We first check how the errors in the norm \(\mathcal {M}(u)\) and in the energy \(\mathcal {H}(u)\) evolve with time for each type of integrator. To this end we integrate numerically until the final time \(t_f = 10^4\) with three 6th-order compositions involving complex coefficients: (i) the new symmetric-conjugate scheme \(\mathcal{N}\mathcal{B}_{11}^{*[6]}\) collected in Table 2\((h = 100/909 \approx 0.11)\), (ii) the palindromic scheme denoted by \(\mathcal {B}_{16}^{[6]}\) with all \(a_j\) taking the same value \(a_j = 1/16\), \(j=1,\ldots , 8\) and complex \(b_j\) with positive real partFootnote 3\((h=0.16)\), and (iii) the method obtained by composing \(\mathcal {B}_{16}^{[6]}\) with its complex conjugate \((\mathcal {B}_{16}^{[6]})^*\), resulting in a symmetric-conjugate integrator \((h=0.32)\). The step size is chosen in such a way that all the methods require the same number of FFTs. The results are depicted in Fig. 4. We see that, in accordance with the previous analysis, the error in both unitarity and energy furnished by the new scheme \(\mathcal{N}\mathcal{B}_{11}^{*[6]}\) does not grow with time, in contrast with palindromic compositions involving complex coefficients. Notice also that the composition of the palindromic scheme \(\mathcal {B}_{16}^{[6]}\) with its complex conjugate leads to a new (symmetric-conjugate) integrator with good preservation properties. On the other hand, composing a symmetric-conjugate method with its complex conjugate results in a palindromic scheme showing a drift in the error of both the norm and the energy [4] (Fig. 6).
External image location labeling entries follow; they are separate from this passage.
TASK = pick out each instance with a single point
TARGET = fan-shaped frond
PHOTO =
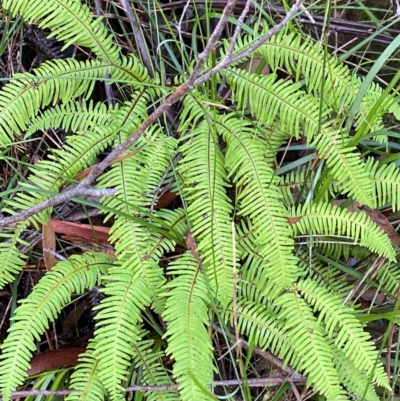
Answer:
(71, 21)
(305, 59)
(259, 200)
(73, 116)
(270, 99)
(85, 380)
(49, 176)
(27, 93)
(118, 321)
(341, 324)
(42, 306)
(187, 316)
(307, 337)
(331, 220)
(204, 187)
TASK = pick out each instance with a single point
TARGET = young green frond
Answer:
(204, 185)
(71, 21)
(42, 307)
(331, 220)
(187, 316)
(118, 326)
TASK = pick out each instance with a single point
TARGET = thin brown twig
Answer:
(182, 90)
(260, 382)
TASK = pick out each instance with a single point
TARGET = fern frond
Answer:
(331, 220)
(42, 306)
(341, 324)
(11, 259)
(306, 335)
(85, 378)
(187, 316)
(27, 93)
(204, 186)
(385, 181)
(73, 116)
(71, 22)
(118, 319)
(154, 373)
(259, 200)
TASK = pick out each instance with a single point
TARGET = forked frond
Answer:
(341, 324)
(259, 200)
(204, 185)
(186, 314)
(331, 220)
(42, 307)
(118, 320)
(71, 21)
(85, 380)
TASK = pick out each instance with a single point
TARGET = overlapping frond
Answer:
(27, 93)
(341, 324)
(331, 220)
(42, 307)
(118, 321)
(259, 200)
(308, 340)
(73, 116)
(204, 182)
(71, 21)
(186, 314)
(85, 380)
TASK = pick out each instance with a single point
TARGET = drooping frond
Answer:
(85, 380)
(187, 316)
(73, 116)
(42, 307)
(308, 340)
(298, 111)
(154, 373)
(71, 21)
(341, 324)
(204, 185)
(118, 320)
(305, 59)
(27, 93)
(259, 200)
(385, 181)
(49, 176)
(331, 220)
(11, 259)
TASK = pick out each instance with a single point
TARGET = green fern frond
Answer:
(307, 337)
(187, 317)
(305, 59)
(153, 372)
(385, 181)
(71, 21)
(355, 381)
(204, 185)
(85, 380)
(11, 259)
(49, 176)
(27, 93)
(259, 200)
(73, 116)
(341, 324)
(331, 220)
(118, 319)
(42, 307)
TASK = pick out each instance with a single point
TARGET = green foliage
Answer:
(248, 222)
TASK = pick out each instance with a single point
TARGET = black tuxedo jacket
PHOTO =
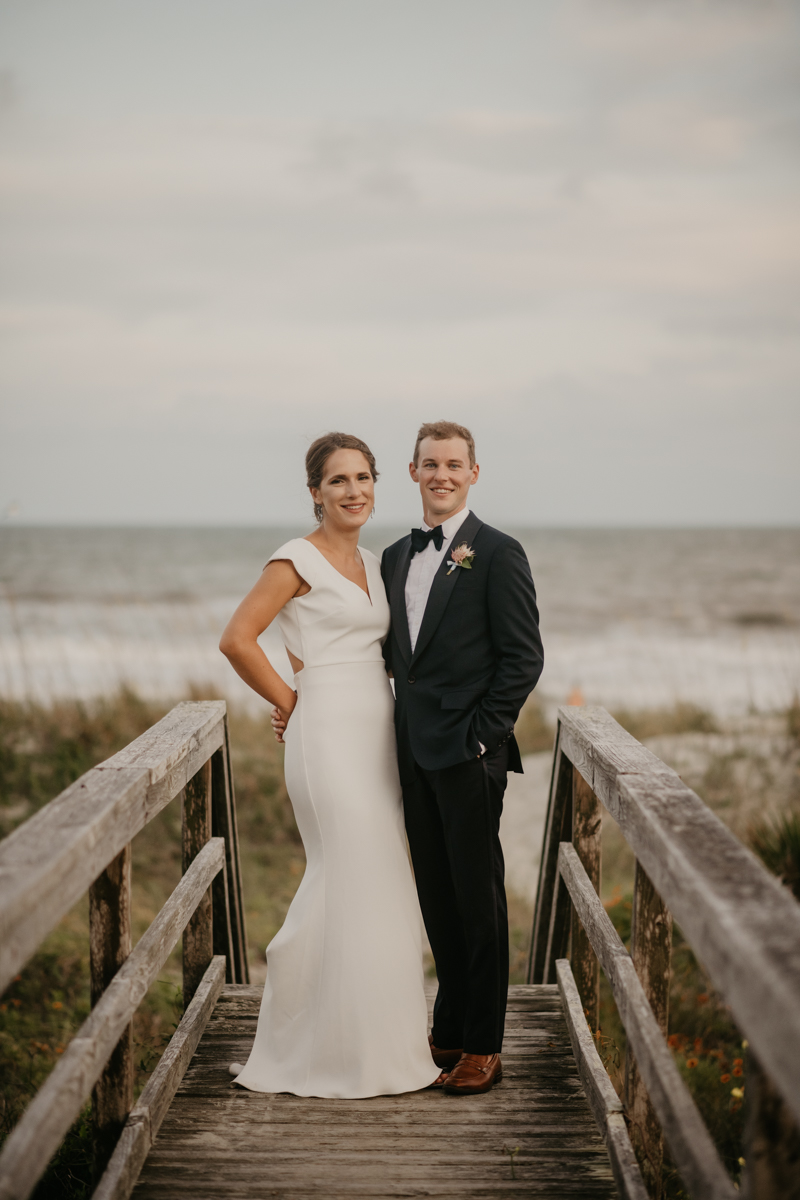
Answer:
(477, 657)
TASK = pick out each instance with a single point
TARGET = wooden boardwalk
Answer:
(220, 1140)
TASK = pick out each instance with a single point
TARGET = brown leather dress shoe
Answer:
(444, 1059)
(473, 1074)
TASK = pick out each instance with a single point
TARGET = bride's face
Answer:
(347, 491)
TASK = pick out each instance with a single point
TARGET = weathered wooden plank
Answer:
(50, 861)
(174, 749)
(557, 826)
(245, 1144)
(146, 1116)
(59, 1101)
(651, 953)
(602, 1098)
(109, 945)
(196, 831)
(728, 906)
(587, 841)
(687, 1138)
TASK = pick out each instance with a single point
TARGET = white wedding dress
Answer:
(343, 1012)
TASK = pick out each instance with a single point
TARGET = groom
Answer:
(465, 653)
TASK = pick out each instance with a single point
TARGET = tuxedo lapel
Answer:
(397, 600)
(444, 582)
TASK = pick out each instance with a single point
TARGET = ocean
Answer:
(631, 618)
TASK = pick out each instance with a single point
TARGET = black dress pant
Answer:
(452, 819)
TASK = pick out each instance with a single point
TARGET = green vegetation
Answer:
(42, 750)
(650, 723)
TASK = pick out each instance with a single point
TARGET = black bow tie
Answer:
(420, 539)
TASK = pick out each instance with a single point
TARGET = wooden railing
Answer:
(79, 841)
(741, 923)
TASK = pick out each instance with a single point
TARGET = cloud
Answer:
(588, 247)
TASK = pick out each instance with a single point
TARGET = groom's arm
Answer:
(386, 576)
(513, 627)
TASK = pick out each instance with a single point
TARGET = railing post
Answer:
(198, 935)
(548, 939)
(771, 1140)
(587, 826)
(109, 945)
(650, 951)
(229, 934)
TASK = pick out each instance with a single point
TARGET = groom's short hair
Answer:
(440, 431)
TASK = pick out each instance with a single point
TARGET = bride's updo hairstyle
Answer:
(320, 450)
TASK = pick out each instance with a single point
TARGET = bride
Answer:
(343, 1012)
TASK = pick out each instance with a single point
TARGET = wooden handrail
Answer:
(692, 1149)
(741, 923)
(82, 840)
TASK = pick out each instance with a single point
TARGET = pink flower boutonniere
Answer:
(462, 556)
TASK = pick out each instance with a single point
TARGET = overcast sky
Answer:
(228, 227)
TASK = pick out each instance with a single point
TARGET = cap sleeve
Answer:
(301, 555)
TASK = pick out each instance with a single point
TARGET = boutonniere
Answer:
(462, 556)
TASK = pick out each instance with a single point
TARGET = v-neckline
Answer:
(364, 563)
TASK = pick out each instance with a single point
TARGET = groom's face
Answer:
(445, 475)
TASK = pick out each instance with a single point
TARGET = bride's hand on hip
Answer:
(280, 718)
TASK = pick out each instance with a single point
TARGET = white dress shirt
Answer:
(421, 570)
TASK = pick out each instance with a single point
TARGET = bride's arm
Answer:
(278, 583)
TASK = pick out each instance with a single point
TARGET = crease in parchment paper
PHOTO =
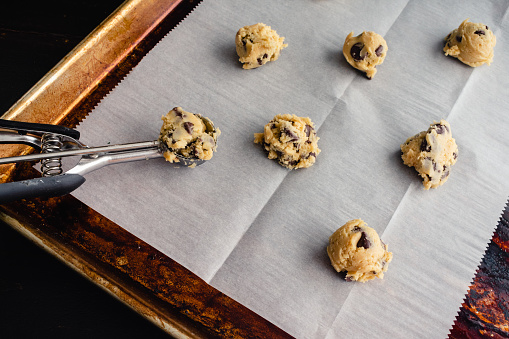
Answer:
(264, 242)
(317, 128)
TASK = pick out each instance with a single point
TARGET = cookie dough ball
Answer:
(365, 51)
(189, 135)
(358, 250)
(432, 153)
(258, 44)
(471, 43)
(291, 140)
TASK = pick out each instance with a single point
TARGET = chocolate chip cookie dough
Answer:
(358, 250)
(187, 134)
(472, 43)
(291, 140)
(258, 44)
(432, 153)
(365, 51)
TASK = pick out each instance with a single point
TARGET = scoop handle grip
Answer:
(45, 187)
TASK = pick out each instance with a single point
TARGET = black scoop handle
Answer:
(45, 187)
(24, 127)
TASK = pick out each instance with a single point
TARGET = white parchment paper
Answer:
(257, 231)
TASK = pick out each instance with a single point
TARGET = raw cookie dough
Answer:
(258, 44)
(186, 134)
(358, 250)
(365, 51)
(471, 43)
(432, 153)
(291, 140)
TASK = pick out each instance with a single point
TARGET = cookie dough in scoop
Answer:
(365, 51)
(291, 140)
(472, 43)
(186, 134)
(358, 250)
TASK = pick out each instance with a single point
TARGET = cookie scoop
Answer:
(187, 137)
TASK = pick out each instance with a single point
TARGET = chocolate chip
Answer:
(424, 146)
(445, 175)
(363, 241)
(189, 127)
(308, 130)
(293, 136)
(439, 128)
(355, 51)
(178, 112)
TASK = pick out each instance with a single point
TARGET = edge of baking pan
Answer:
(151, 283)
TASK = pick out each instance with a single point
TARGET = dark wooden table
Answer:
(41, 297)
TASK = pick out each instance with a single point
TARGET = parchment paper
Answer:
(257, 231)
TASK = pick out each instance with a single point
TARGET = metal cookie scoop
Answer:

In our second experiment, we test the efficiency of the different schemes. To this end we integrate until the final time \(t_f = 100\), compute the expectation value of the energy,\(\mathcal {H}(u_{\textrm{app}}(t))\), and measure the error as the maximum of the difference with respect to the exact value along the integration:

$$\begin{aligned} \max _{0 \le t \le t_f} \quad |\mathcal {H}(u_{\textrm{app}}(t)) - \mathcal {H}(u_0)|. \end{aligned}$$
(5.2)

The corresponding results are displayed as a function of the computational cost measured by the number of FFTs necessary to carry out the calculations (in log-log plots) in Fig. 5. Notice how the new symmetric-conjugate schemes offer a better efficiency than standard splitting methods for this problem. The improvement is particularly significant in the 6th-order case.